What is crawl depth?
Crawl depth, also known as page depth, refers to the number of clicks it takes for users and search engine crawlers to access a page via its associated homepage. Since crawlers and visitors are less likely to reach deep pages, an excessive crawl depth may represent a significant issue for your search engine optimization efforts.
The rule of thumb is that if a page needs more than three clicks to reach it’s considered bad for SEO performance. These pages will be more difficult for search engines to crawl compared to a page that can be visited after only one click. Deep pages have a lower page rank than surface-level pages simply because search engines are less likely to uncover and crawl them. If a page is difficult to locate, web crawlers will not examine it as frequently either. As a result, the page’s chances of being ranked will be reduced.
How to find the depth of your pages
There are a few methods that you can use to determine the depth of your pages. The easiest option is to use a tool like evisio to find the average depth of your pages.
When you click to view the details you will get a listing all of your URLs with the depth of each URL.
Impact of page depth improvements
The user experience and search rankings are both impacted by page depth. Users want to readily access subpages, preferably within one or two clicks.
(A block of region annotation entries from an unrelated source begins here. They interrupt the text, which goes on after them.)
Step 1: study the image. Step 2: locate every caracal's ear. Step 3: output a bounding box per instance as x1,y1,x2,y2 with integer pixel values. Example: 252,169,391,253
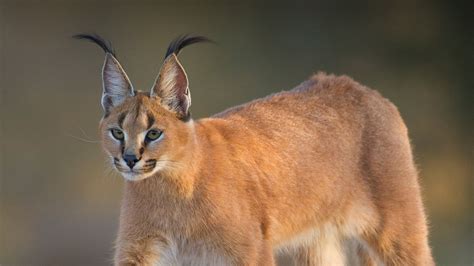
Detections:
150,35,211,120
73,34,134,115
102,53,134,113
151,54,191,119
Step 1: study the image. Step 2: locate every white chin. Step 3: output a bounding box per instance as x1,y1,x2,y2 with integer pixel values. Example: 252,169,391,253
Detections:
121,172,151,181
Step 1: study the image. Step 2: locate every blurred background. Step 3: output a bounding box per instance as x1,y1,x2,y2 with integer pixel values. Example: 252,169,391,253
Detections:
0,0,474,265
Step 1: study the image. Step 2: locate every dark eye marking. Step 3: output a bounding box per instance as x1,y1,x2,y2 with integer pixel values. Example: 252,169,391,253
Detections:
118,113,127,128
146,112,155,129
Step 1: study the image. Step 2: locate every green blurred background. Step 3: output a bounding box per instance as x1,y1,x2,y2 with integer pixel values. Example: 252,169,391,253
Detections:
0,0,474,266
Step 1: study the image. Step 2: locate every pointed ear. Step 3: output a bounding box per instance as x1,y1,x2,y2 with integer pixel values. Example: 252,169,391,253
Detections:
151,54,191,119
102,53,134,113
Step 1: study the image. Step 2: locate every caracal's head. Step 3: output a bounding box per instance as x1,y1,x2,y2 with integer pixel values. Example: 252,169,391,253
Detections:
76,34,207,181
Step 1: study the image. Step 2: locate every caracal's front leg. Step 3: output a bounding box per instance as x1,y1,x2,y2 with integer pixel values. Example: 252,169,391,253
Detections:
114,237,165,266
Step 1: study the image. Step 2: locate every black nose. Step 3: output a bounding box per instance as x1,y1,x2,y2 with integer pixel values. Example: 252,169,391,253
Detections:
123,154,140,169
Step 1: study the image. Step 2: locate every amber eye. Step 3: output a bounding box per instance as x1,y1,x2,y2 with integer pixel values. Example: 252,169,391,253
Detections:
110,128,124,140
145,129,162,141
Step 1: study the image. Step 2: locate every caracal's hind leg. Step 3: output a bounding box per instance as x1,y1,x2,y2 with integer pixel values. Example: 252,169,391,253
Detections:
293,232,346,266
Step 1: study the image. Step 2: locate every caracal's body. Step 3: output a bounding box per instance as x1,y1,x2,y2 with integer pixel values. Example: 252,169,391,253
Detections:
118,75,432,266
78,35,434,266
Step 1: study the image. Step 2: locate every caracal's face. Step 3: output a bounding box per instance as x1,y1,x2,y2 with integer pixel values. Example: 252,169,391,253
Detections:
100,92,189,181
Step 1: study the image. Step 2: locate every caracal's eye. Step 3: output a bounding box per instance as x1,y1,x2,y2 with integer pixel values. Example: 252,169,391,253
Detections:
110,128,124,140
145,129,163,141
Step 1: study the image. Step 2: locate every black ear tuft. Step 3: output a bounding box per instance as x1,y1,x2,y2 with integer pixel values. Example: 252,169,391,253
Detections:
165,35,214,58
72,33,117,58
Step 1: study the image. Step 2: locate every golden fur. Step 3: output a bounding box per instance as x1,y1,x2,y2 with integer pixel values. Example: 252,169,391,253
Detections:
101,71,434,265
78,31,434,266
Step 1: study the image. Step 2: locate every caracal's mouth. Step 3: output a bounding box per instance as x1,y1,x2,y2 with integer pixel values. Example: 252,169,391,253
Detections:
113,158,157,181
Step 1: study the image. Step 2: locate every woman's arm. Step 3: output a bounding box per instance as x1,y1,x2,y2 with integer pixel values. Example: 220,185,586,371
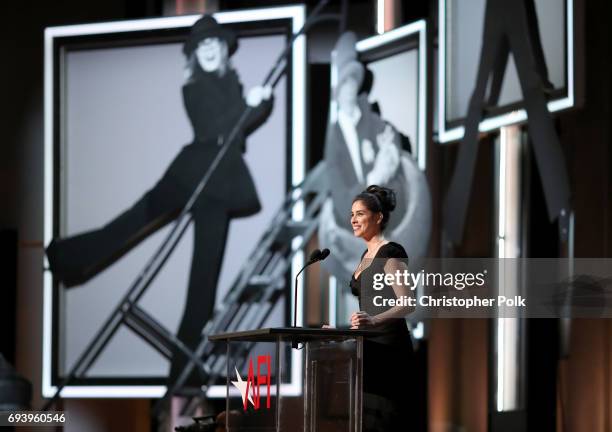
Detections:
351,258,415,328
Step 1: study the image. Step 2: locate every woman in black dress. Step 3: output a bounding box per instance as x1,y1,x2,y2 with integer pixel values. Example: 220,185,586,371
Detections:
351,185,425,432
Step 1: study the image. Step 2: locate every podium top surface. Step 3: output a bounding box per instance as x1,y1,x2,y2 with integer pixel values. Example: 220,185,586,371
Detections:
208,327,384,342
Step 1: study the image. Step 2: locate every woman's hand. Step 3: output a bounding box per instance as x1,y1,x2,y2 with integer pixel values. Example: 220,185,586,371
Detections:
351,311,378,329
247,85,272,107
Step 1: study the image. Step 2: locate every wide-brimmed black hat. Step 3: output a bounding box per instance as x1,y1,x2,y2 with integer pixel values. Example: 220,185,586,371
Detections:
183,15,238,56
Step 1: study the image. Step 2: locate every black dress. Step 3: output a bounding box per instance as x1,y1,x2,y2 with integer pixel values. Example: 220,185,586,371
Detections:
350,242,424,432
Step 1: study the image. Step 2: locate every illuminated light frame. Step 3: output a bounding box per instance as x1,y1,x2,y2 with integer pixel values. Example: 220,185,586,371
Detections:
438,0,576,143
42,5,306,398
357,19,427,171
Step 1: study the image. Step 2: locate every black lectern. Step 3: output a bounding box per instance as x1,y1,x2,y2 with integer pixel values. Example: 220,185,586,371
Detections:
209,327,380,432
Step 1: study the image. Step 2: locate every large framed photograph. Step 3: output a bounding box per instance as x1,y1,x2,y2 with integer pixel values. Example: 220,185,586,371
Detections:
437,0,579,143
43,5,306,397
357,20,427,170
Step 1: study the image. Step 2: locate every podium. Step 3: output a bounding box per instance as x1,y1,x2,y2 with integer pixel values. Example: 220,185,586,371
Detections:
209,327,381,432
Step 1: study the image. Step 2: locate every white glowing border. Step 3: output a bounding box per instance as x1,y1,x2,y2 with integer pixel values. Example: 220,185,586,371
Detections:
42,5,306,398
438,0,575,143
357,19,427,170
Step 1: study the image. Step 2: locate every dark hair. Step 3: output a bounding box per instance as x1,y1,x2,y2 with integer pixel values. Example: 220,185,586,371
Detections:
353,185,395,231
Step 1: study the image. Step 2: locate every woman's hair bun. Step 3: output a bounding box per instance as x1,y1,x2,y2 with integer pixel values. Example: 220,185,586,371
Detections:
366,185,396,212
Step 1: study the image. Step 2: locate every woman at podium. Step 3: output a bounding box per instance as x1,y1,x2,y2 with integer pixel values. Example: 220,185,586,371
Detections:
350,185,425,432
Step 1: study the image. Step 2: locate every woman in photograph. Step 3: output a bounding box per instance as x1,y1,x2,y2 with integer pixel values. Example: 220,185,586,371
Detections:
46,15,272,385
350,185,425,432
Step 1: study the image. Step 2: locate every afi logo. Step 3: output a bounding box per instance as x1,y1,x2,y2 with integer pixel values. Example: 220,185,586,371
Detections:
232,354,271,411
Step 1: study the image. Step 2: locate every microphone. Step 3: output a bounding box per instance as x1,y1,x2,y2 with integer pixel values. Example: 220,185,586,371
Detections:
293,248,330,327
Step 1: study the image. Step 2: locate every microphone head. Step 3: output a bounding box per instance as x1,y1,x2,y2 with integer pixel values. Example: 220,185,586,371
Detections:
319,248,329,261
308,249,322,262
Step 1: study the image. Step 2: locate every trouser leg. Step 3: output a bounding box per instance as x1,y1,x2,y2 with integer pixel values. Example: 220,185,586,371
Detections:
169,199,229,385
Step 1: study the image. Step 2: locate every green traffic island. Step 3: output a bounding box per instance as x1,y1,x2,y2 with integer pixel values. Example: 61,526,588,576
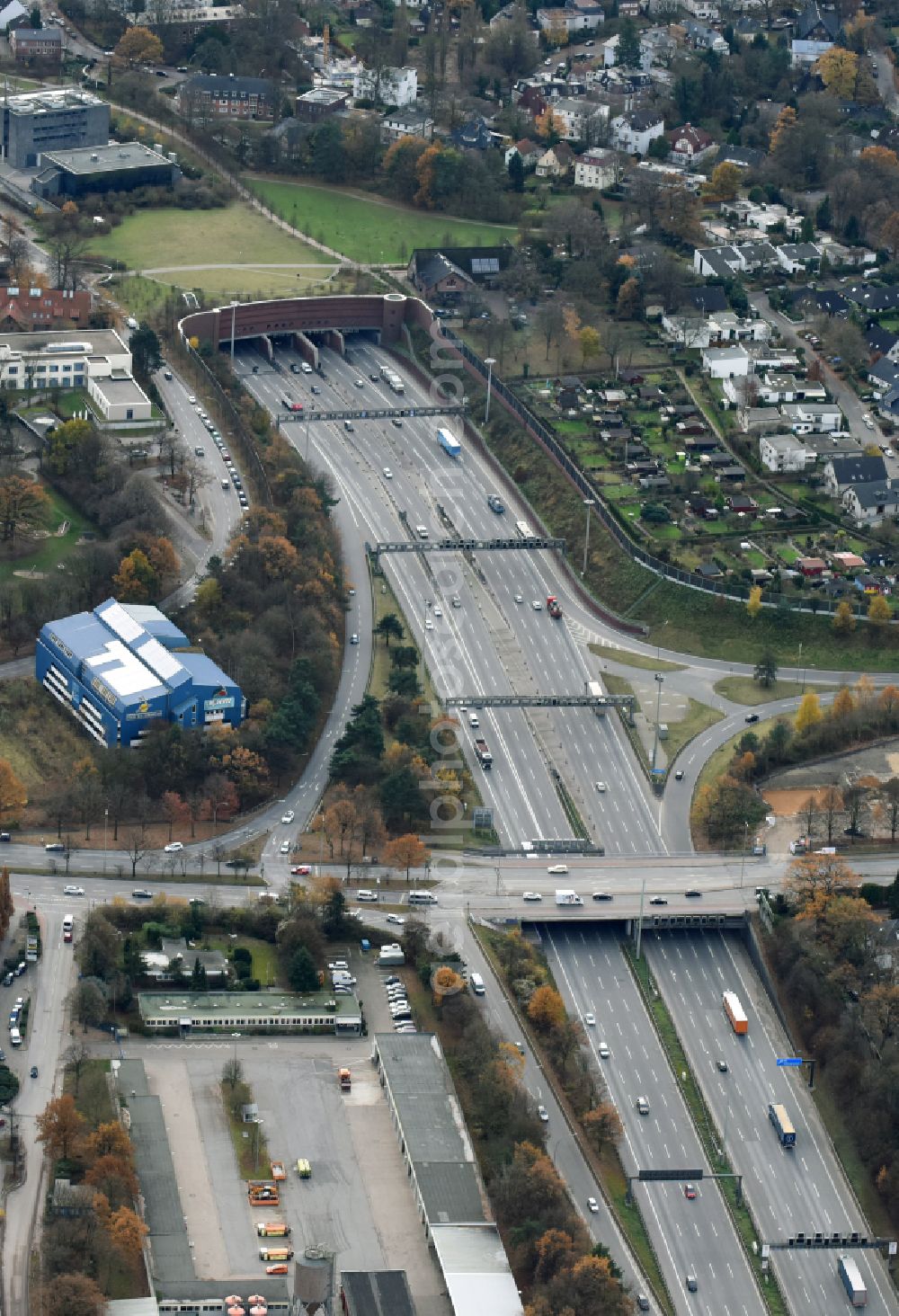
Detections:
414,333,899,671
137,989,362,1037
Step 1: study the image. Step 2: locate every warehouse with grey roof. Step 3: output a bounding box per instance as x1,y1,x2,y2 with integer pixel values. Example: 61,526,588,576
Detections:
372,1033,524,1316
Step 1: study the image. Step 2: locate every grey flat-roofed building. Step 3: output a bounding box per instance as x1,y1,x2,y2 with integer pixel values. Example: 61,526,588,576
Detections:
374,1033,524,1316
137,991,362,1037
1,87,110,168
31,142,182,200
87,375,153,421
341,1270,414,1316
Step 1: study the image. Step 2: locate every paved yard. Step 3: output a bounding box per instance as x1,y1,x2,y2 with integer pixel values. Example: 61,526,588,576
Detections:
135,956,450,1316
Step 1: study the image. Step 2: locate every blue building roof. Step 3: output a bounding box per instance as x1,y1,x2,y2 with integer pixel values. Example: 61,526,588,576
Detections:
40,599,237,709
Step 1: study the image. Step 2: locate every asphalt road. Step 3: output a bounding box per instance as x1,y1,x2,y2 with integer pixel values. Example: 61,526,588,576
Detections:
3,891,75,1316
458,911,657,1311
539,924,765,1316
644,933,899,1316
238,345,660,853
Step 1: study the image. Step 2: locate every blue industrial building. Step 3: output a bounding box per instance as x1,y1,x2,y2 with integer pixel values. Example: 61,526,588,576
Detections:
34,599,246,746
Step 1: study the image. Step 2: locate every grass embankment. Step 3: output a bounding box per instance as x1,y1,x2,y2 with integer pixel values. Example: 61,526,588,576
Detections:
246,176,516,264
202,937,283,991
0,484,91,582
367,576,492,847
478,407,899,671
221,1062,271,1179
603,672,724,769
621,945,788,1316
714,676,840,704
587,645,686,671
63,1058,116,1129
90,201,326,276
470,924,672,1312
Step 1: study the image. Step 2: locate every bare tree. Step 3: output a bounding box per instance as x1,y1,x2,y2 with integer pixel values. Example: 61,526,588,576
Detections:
62,1041,91,1097
125,829,150,880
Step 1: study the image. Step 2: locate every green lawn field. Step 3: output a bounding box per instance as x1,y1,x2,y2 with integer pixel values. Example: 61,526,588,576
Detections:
0,481,91,581
90,201,326,270
246,178,514,264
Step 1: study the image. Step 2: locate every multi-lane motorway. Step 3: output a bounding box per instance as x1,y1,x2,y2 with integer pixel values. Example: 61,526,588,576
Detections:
238,345,663,854
4,343,899,1316
645,933,896,1316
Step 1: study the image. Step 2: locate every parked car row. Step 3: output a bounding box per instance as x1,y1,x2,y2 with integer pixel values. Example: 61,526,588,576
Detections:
385,974,417,1033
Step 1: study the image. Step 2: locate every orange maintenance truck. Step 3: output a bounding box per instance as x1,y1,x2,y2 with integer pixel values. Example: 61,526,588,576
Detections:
246,1179,280,1206
721,991,749,1033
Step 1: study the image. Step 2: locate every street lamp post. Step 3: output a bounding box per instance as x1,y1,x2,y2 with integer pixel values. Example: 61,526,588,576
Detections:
581,497,596,576
485,357,496,425
637,877,646,959
653,671,664,777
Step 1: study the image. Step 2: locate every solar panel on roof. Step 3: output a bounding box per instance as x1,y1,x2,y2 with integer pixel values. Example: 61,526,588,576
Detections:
136,637,183,680
97,603,144,641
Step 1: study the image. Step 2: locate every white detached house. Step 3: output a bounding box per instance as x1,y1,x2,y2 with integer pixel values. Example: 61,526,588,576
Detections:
667,124,716,165
610,110,664,156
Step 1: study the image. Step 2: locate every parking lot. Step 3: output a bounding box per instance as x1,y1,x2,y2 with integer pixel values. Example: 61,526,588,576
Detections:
141,956,458,1316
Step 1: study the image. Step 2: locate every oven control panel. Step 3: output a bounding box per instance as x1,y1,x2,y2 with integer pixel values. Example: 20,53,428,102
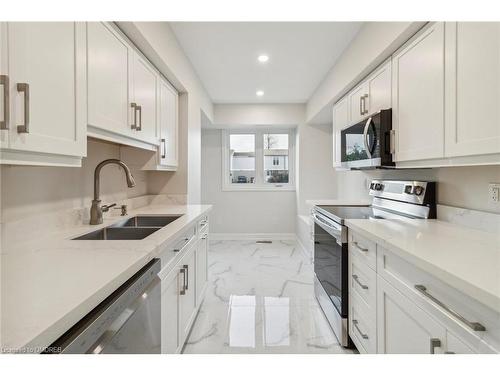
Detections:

If visitors want to get to a subpage on your website but it requires 4+ clicks to get there from the homepage, they’ll probably never reach the page. And they probably won’t find it on search results for direct access.
According to Mueller’s findings, Google places a higher value on subpages with a low page depth than on a large page depth. Low page depth signals to Google that the subpage contains pertinent information. That tells Google to give the subpage an increased amount of importance on the search engine result pages (SERPs).
Final word on page crawl depth
You’re making site users work to find information if your website has a high average page depth. Don’t be surprised if relatively few people ever visit your subpages. Large page depth creates a poor user experience because it directs visitors through numerous internal links. Employing a low navigational structure, internal links within content, and breadcrumbs will reduce the average page depth of your website and improve the user experience.